Overall ranking: #15
Source: Bloomberg News
3. Jamie Dimon
Who: Jamie Dimon, CEO of JPMorgan Chase
Why: "The leader of the world’s most valuable bank has spoken out against Brexit and in favor of the Trans-Pacific Partnership trade pact. He’s also downplayed concerns that his industry is about to get upended by the growing legions of fintech startups.
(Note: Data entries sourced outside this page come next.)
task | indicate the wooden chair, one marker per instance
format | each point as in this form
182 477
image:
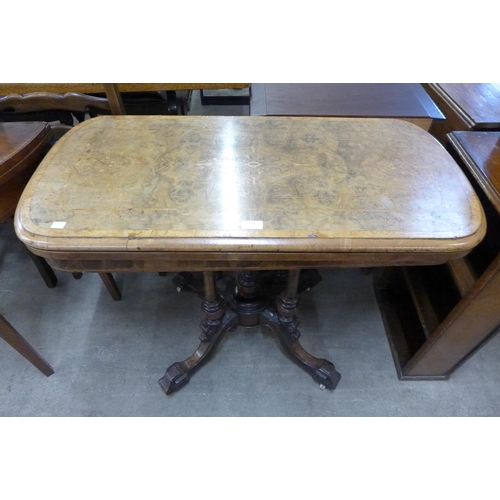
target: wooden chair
22 147
51 107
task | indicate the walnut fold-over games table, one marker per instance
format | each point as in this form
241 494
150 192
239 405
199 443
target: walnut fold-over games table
254 203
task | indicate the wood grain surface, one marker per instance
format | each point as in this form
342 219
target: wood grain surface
92 88
478 104
199 184
480 152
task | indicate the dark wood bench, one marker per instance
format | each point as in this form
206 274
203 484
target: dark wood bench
437 317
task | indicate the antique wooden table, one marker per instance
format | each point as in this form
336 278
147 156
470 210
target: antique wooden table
247 194
466 106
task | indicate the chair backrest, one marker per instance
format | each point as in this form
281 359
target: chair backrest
42 101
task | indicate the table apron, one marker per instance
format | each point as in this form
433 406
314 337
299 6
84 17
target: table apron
226 261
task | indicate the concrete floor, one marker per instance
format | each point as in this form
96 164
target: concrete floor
109 355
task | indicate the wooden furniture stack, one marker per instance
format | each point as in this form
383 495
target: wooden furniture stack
436 318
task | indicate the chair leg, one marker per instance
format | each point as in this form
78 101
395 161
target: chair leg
19 343
110 284
45 270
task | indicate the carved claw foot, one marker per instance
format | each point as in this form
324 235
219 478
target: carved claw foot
327 376
175 378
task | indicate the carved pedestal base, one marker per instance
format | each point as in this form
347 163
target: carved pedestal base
247 302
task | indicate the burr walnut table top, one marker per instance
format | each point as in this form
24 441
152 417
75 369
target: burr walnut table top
241 185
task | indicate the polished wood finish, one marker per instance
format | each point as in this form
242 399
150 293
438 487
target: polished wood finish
350 186
481 153
165 193
95 88
22 146
466 106
470 286
407 101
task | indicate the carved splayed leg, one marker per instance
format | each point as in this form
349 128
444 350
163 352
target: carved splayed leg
213 326
284 322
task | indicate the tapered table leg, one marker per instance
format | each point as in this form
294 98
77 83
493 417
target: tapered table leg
20 344
111 286
45 270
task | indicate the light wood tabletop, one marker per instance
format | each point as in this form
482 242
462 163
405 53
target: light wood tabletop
254 185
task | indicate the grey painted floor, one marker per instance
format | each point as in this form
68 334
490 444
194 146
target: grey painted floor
109 355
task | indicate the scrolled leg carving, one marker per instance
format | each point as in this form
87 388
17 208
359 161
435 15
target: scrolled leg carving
284 323
213 326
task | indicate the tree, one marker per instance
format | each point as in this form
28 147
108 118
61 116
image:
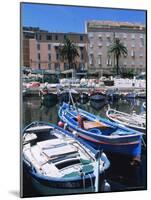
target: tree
117 49
68 52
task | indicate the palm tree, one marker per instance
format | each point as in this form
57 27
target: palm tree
117 49
68 52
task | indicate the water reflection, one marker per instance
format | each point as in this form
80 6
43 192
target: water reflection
121 175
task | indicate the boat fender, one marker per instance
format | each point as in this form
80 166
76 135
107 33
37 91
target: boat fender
65 126
75 133
60 124
105 186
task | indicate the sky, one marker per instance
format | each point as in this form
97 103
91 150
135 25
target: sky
56 18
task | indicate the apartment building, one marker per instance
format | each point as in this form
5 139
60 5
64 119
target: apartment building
100 37
41 50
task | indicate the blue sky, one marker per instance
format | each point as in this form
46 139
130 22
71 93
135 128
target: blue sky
71 19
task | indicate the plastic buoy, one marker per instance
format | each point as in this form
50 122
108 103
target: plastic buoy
60 124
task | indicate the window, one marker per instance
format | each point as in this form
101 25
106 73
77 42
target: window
56 47
99 60
124 35
90 35
109 61
57 66
39 66
108 35
91 59
133 53
66 66
82 56
57 56
49 37
38 46
38 56
49 46
125 63
91 45
49 65
142 41
100 45
81 48
56 37
49 56
38 37
81 37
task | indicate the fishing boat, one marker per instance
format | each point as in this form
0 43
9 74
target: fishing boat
141 94
144 105
56 158
134 121
97 131
113 94
130 95
97 105
64 96
97 96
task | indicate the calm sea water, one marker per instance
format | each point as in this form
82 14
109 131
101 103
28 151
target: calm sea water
121 175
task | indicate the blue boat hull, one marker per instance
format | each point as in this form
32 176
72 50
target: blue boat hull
129 144
73 182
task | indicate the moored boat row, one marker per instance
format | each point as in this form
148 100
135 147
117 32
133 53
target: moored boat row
75 156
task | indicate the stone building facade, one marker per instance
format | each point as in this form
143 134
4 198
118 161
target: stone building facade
100 36
41 50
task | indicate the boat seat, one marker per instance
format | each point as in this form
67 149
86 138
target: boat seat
94 124
28 156
59 151
29 137
50 169
47 144
38 156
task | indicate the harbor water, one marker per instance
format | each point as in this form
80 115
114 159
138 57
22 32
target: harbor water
121 175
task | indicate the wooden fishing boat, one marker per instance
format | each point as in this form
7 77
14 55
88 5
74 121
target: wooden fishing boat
137 122
144 105
97 96
113 94
141 95
64 95
56 158
98 131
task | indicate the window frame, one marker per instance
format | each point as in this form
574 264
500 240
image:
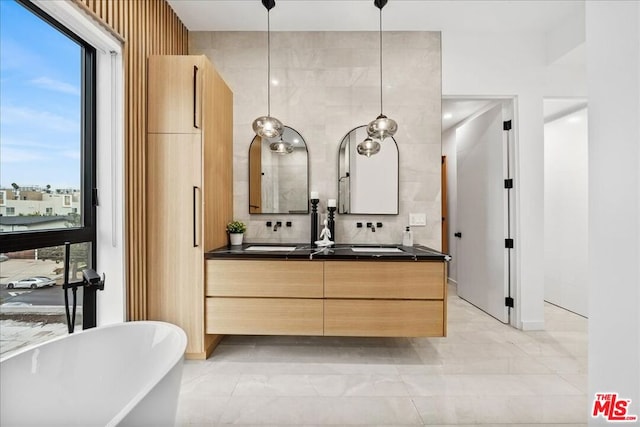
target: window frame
24 240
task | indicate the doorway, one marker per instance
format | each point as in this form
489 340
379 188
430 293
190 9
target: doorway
478 142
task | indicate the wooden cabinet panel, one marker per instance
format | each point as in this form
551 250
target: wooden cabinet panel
264 316
383 318
189 190
176 85
268 278
218 160
174 261
379 279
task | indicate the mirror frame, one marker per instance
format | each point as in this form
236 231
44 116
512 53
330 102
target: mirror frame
342 141
299 212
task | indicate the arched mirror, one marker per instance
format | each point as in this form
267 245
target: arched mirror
367 185
279 174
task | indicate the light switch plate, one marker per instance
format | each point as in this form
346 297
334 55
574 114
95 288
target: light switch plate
417 220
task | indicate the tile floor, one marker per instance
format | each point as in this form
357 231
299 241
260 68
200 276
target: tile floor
483 373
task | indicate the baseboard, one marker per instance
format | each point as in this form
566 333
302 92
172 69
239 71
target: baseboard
532 326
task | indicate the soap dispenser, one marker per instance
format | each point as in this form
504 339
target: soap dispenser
407 237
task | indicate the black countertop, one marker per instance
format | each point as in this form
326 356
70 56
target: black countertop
336 252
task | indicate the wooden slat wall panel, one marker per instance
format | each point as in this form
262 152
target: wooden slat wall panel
148 27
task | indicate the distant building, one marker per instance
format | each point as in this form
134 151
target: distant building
32 222
37 201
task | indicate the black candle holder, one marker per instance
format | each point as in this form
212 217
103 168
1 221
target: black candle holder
331 223
314 221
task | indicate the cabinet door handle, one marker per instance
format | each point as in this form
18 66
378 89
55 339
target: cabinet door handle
195 97
195 218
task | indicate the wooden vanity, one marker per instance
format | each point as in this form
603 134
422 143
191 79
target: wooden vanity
332 296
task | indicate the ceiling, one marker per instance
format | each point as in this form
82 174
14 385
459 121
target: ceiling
361 15
495 16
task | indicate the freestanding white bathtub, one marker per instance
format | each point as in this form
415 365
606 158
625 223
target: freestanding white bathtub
123 374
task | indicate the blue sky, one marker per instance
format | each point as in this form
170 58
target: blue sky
39 102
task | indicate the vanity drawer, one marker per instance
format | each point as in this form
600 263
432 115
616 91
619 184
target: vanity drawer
268 278
383 318
379 279
264 316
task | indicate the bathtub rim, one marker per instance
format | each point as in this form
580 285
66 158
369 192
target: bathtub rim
175 358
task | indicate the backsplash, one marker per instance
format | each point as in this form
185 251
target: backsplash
328 84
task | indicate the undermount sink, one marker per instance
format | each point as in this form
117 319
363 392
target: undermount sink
376 249
271 248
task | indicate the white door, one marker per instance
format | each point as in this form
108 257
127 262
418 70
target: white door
482 213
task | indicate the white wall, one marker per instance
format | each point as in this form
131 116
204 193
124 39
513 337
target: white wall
449 150
511 65
565 212
613 64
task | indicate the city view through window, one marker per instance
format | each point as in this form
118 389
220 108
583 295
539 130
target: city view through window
41 169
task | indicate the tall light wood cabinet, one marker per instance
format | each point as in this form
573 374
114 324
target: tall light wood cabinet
189 190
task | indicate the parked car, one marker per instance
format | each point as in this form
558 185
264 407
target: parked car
32 282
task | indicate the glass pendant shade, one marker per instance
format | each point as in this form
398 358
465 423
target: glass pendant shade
382 127
368 147
281 147
268 127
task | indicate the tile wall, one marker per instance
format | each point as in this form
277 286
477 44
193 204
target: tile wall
328 84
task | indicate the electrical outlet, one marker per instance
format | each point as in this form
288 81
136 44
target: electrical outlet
417 220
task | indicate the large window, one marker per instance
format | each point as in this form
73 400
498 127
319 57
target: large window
47 170
47 131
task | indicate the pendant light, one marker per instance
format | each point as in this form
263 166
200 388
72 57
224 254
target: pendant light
267 126
382 127
281 147
368 147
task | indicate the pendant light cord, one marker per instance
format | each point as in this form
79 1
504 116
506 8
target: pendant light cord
268 64
380 61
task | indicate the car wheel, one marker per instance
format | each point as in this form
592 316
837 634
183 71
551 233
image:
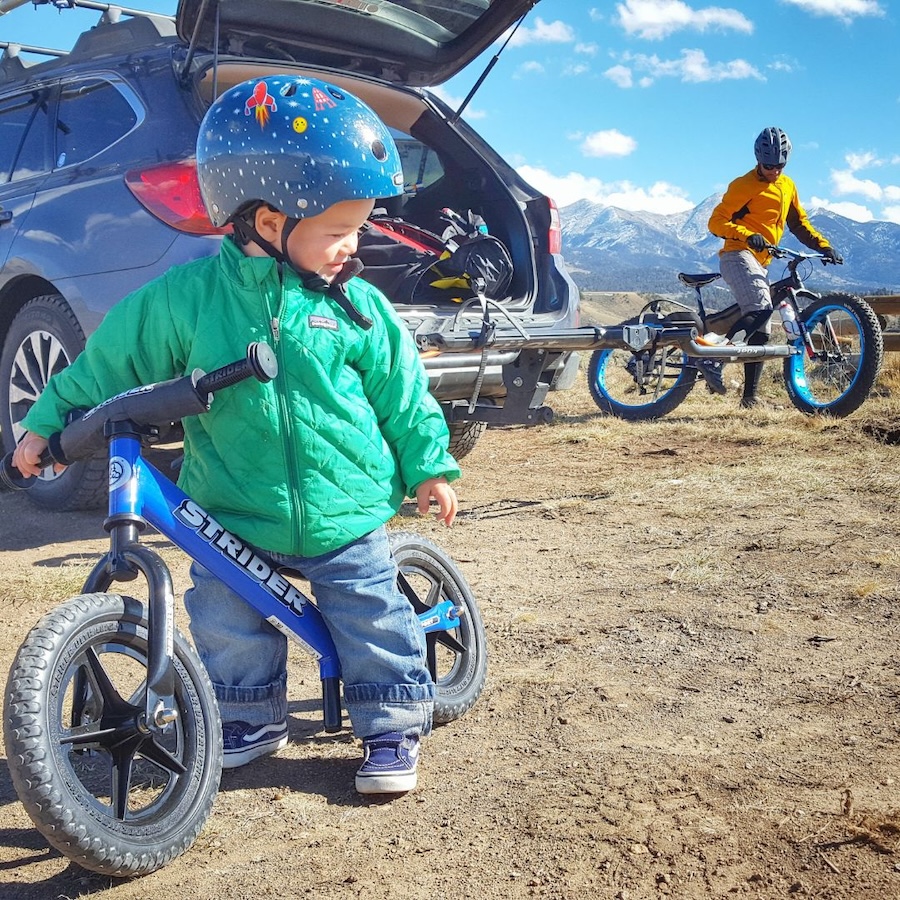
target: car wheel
43 339
464 436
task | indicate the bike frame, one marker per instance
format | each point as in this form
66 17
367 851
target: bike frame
140 495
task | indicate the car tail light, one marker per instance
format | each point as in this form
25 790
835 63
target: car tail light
554 235
171 192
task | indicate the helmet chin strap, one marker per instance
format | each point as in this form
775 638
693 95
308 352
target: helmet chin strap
312 281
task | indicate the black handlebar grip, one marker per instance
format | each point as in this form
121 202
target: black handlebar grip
11 479
260 363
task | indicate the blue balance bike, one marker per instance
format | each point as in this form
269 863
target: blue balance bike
112 731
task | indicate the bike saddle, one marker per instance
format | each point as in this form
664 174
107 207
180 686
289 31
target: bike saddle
698 280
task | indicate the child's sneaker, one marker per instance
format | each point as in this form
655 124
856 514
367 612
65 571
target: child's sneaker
243 743
389 764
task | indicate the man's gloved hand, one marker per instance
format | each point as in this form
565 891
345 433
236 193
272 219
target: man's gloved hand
756 242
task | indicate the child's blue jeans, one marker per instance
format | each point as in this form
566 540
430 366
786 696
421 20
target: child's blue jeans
379 641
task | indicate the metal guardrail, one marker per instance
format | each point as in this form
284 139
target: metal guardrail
887 305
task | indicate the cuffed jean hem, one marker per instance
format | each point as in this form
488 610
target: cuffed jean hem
258 705
379 708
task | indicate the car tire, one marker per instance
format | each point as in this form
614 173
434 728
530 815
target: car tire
463 437
42 340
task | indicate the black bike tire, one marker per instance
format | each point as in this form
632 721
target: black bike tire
869 367
456 691
59 804
662 406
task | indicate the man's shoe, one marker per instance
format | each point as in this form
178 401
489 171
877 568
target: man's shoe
243 743
711 370
389 764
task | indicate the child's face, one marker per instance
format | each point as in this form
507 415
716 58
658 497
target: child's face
323 243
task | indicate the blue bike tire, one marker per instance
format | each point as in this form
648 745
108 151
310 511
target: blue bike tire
617 393
839 378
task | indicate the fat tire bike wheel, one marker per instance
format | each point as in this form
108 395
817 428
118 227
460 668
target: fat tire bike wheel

In a Bloomberg interview in March, he suggested some large banks can innovate on their own or in partnership with new players. (JPMorgan has teamed up with online lender OnDeck.) He noted that regulators aren’t about to give fintech companies a pass. Said Dimon: 'We like our hand.'”
Overall ranking: #13
Source: Bloomberg News
2. Bill McNabb
Who: Bill McNabb, CEO of Vanguard Group
Why: "The man who’s been running one of the world’s largest investment companies for almost a decade is so low-profile he doesn’t have a Wikipedia entry. But Vanguard’s influence continues to expand as retirees and other investors pull money out of actively managed funds and put it in low-cost index funds—Vanguard’s specialty. The company took in a record $236 billion last year and is on track to beat that in 2016."
Overall ranking: #12
Source: Bloomberg News
1. Warren Buffett
Who: Warren Buffett, CEO of Berkshire Hathaway
Why: "The Oracle of Omaha has a thing for hidden champions: companies that aren’t quite household names but are leaders in their industries. Among more than a dozen acquisitions Berkshire Hathaway has done this year are a Danish business that makes processing equipment for the poultry industry and a jewelry e-tailer in Boston. That’s not to say Buffett has lost his taste for high-profile stocks: Berkshire increased its stake in Apple by 55 percent during the second quarter, when the share price dipped on expectations that slower customer upgrades and competition from China would take a bite out of iPhone sales this year."